As for dirty chain data, typical dirty chains will have the correct data because diamond transaction graphs are relatively rare, therefore, even chains marked dirty will typically have the correct ancestor state data. It is only the diamonds (where a transaction has two or more outputs then converge one or more of them into a single input) that are left dirty because of their excessive need to parse through the entire transaction chain to find correct ancestor values, but again, these are quite rare. In a recent mainnet survey it was found that only 0.1% of transactions have a diamond pattern in their ancestor chain. This means that in a typical 1MB block, where there are roughly 3000 transactions, you would typically have only 3 that had “dirty” and slightly inflated numbers for their ancestor states.

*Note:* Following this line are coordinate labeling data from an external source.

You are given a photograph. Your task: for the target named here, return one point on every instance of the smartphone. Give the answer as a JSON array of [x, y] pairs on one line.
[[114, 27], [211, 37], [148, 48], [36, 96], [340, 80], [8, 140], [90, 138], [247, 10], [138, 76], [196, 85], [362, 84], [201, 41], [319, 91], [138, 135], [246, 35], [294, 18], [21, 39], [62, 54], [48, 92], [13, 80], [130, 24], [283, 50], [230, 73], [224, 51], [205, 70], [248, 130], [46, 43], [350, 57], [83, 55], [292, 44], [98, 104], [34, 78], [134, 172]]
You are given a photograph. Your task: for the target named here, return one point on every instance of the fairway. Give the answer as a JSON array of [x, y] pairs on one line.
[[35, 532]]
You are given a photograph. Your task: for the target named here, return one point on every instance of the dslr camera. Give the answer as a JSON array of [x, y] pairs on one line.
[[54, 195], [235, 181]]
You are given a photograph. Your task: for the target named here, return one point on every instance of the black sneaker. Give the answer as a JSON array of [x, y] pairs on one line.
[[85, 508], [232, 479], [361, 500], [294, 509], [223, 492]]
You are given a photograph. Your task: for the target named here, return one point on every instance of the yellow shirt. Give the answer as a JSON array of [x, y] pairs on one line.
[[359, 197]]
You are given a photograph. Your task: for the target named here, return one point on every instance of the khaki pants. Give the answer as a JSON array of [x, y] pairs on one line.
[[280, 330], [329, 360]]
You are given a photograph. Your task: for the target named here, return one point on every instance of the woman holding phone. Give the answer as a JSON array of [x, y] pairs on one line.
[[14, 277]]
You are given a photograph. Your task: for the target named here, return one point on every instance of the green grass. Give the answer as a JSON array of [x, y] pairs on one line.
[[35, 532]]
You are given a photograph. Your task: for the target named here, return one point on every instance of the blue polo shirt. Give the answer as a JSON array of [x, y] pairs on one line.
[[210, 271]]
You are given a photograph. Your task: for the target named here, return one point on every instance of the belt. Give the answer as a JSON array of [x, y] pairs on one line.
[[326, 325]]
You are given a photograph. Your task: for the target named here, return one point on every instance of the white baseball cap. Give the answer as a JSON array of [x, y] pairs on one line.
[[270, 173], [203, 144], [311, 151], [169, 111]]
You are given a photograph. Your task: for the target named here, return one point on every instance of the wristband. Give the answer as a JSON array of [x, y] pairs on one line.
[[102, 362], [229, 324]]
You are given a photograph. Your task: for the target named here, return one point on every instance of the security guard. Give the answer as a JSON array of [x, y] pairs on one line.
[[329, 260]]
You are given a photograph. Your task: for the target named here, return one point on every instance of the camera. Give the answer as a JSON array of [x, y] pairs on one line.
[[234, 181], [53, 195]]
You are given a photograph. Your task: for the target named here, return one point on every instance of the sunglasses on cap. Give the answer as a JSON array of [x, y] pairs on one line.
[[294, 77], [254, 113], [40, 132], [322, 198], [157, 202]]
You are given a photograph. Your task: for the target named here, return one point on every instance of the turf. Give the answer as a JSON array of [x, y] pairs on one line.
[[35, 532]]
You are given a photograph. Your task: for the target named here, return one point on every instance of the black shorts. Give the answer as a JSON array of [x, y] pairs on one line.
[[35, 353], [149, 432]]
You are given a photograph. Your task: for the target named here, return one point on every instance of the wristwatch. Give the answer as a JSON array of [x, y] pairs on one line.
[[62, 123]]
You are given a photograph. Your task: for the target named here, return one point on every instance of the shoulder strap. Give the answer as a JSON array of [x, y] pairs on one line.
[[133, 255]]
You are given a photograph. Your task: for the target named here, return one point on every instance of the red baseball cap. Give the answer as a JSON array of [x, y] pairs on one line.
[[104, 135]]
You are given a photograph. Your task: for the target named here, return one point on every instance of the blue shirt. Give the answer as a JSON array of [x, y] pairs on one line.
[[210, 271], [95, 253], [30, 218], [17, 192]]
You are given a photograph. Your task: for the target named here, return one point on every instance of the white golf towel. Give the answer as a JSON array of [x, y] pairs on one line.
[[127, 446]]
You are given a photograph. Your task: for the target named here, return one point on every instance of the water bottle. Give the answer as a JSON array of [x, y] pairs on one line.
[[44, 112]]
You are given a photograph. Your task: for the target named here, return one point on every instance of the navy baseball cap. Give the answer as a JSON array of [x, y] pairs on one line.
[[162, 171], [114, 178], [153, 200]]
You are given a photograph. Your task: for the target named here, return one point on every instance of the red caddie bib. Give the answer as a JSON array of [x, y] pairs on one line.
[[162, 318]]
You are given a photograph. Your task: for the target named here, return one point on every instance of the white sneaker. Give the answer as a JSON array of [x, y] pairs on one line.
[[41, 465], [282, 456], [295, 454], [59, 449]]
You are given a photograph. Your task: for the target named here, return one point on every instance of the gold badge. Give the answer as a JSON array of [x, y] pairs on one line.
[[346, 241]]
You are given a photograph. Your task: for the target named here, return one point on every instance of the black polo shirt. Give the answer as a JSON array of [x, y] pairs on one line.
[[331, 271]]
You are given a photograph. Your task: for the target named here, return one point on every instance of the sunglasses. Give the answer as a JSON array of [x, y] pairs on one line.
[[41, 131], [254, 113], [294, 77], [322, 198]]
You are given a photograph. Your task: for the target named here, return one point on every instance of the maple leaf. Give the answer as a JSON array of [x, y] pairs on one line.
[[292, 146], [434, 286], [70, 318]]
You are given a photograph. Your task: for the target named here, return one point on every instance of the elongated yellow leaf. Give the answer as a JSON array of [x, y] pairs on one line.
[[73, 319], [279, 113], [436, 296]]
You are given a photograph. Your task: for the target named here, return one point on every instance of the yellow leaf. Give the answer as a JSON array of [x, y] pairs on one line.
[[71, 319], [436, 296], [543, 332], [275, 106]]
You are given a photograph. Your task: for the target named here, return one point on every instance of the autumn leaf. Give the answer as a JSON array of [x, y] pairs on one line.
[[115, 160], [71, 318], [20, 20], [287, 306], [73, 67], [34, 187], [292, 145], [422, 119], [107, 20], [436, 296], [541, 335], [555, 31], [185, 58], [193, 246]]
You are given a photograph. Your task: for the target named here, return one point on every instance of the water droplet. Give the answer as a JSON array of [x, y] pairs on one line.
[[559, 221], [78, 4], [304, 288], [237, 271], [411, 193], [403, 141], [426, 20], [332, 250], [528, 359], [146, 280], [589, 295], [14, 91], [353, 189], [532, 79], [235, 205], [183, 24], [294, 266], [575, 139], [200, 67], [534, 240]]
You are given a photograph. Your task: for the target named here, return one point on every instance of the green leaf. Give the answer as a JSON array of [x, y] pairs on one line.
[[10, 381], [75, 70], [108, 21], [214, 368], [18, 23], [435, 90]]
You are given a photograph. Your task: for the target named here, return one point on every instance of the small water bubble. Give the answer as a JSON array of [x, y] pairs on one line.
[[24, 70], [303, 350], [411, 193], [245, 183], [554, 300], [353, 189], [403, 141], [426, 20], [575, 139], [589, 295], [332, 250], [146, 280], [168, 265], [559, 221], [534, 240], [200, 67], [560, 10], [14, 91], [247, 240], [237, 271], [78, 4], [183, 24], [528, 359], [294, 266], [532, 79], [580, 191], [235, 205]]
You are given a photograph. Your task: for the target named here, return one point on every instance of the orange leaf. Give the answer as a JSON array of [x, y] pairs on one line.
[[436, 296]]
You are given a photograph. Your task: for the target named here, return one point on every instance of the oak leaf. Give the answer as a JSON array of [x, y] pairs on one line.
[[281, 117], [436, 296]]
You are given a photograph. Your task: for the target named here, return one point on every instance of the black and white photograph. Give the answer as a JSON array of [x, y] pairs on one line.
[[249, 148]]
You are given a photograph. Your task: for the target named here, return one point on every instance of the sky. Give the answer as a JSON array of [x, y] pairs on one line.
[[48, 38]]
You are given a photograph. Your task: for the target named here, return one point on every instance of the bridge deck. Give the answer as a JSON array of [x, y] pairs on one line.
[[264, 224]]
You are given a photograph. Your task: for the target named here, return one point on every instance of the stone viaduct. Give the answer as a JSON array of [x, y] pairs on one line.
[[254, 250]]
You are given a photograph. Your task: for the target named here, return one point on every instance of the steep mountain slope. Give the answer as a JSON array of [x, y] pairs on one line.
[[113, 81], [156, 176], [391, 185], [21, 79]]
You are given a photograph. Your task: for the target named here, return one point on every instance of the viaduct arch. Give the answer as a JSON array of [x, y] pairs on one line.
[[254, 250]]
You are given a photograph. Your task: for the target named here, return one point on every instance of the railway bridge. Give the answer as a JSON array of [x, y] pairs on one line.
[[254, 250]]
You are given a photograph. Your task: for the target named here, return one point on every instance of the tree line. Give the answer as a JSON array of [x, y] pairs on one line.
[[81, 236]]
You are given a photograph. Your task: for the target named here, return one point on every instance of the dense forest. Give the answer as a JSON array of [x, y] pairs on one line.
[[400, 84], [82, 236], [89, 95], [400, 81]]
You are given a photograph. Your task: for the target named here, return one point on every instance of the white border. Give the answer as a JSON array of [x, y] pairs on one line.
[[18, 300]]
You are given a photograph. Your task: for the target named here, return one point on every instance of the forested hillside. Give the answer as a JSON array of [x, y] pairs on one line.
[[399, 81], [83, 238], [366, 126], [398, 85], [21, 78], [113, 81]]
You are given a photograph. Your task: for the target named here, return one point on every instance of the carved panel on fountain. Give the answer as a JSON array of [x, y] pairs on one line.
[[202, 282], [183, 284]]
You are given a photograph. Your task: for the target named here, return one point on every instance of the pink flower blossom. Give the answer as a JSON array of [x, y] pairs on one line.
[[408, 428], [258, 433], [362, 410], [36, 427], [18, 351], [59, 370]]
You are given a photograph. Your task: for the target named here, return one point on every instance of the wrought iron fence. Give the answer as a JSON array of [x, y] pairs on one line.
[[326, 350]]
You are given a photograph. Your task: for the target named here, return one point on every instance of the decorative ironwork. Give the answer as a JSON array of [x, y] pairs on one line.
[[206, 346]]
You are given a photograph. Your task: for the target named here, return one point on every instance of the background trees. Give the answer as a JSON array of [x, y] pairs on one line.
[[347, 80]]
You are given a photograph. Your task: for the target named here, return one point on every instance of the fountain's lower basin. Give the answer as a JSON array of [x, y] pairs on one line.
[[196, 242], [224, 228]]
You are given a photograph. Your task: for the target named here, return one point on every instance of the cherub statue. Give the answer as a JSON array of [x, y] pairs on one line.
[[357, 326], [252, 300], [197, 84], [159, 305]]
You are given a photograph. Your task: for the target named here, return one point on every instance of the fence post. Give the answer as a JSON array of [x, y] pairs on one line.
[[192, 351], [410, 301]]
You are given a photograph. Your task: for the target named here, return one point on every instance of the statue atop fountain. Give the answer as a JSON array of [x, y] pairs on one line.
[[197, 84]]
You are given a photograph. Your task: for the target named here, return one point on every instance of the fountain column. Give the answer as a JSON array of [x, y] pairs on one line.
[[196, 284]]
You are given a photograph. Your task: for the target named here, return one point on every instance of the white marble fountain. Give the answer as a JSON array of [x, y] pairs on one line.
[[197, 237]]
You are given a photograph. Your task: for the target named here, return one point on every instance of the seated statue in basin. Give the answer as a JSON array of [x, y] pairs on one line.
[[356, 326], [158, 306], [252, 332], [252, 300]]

The other trade-off concerns considering a group of ancestors as a single transaction. We can call these transactions, Ancestor Grouped Transactions (AGT). This approach to grouping allows us to process packages orders of magnitude faster than other methods of package mining since we no longer have to continuously update the descendant state as we mine part of an unconfirmed chain.
However, there is a theoretical limitation in this approach which could happen when a block is almost full. We could for instance end up including a lower fee transaction as part of an ancestor group when in fact it would be better, in terms of fees, to include some other single transaction. This would result in slightly less fees (perhaps a few hundred satoshis) rewarded to the miner. However, this situation is not likely to be seen for two reasons. One, long unconfirmed chains are typically having transactions with all the same fees and two, the typical child pays for parent scenario has only two transactions with the child having the higher fee. And neither of these two types of packages could cause any loss of fees with this mining algorithm, when the block is nearly full.
The mining algorithm is surprisingly simple and entails parsing through the mempool’s “ancestor_score” index and adding the AGT's into the new block. There is however a pathological case which has to be accounted for where a child transaction has less fees per KB than its parent which causes child transactions to show up later as we parse through the ancestor index. In this case we then have to recalculate the ancestor sigops and package size which can be time consuming, given we have to parse through the ancestor tree each time. However we get around that by shortcutting the process by parsing through only the portion of the tree that is currently not in the block. This shortcutting happens in “_CalculateMempoolAncestors()” where we pass in the “inBlock” data structure containing the already added transactions.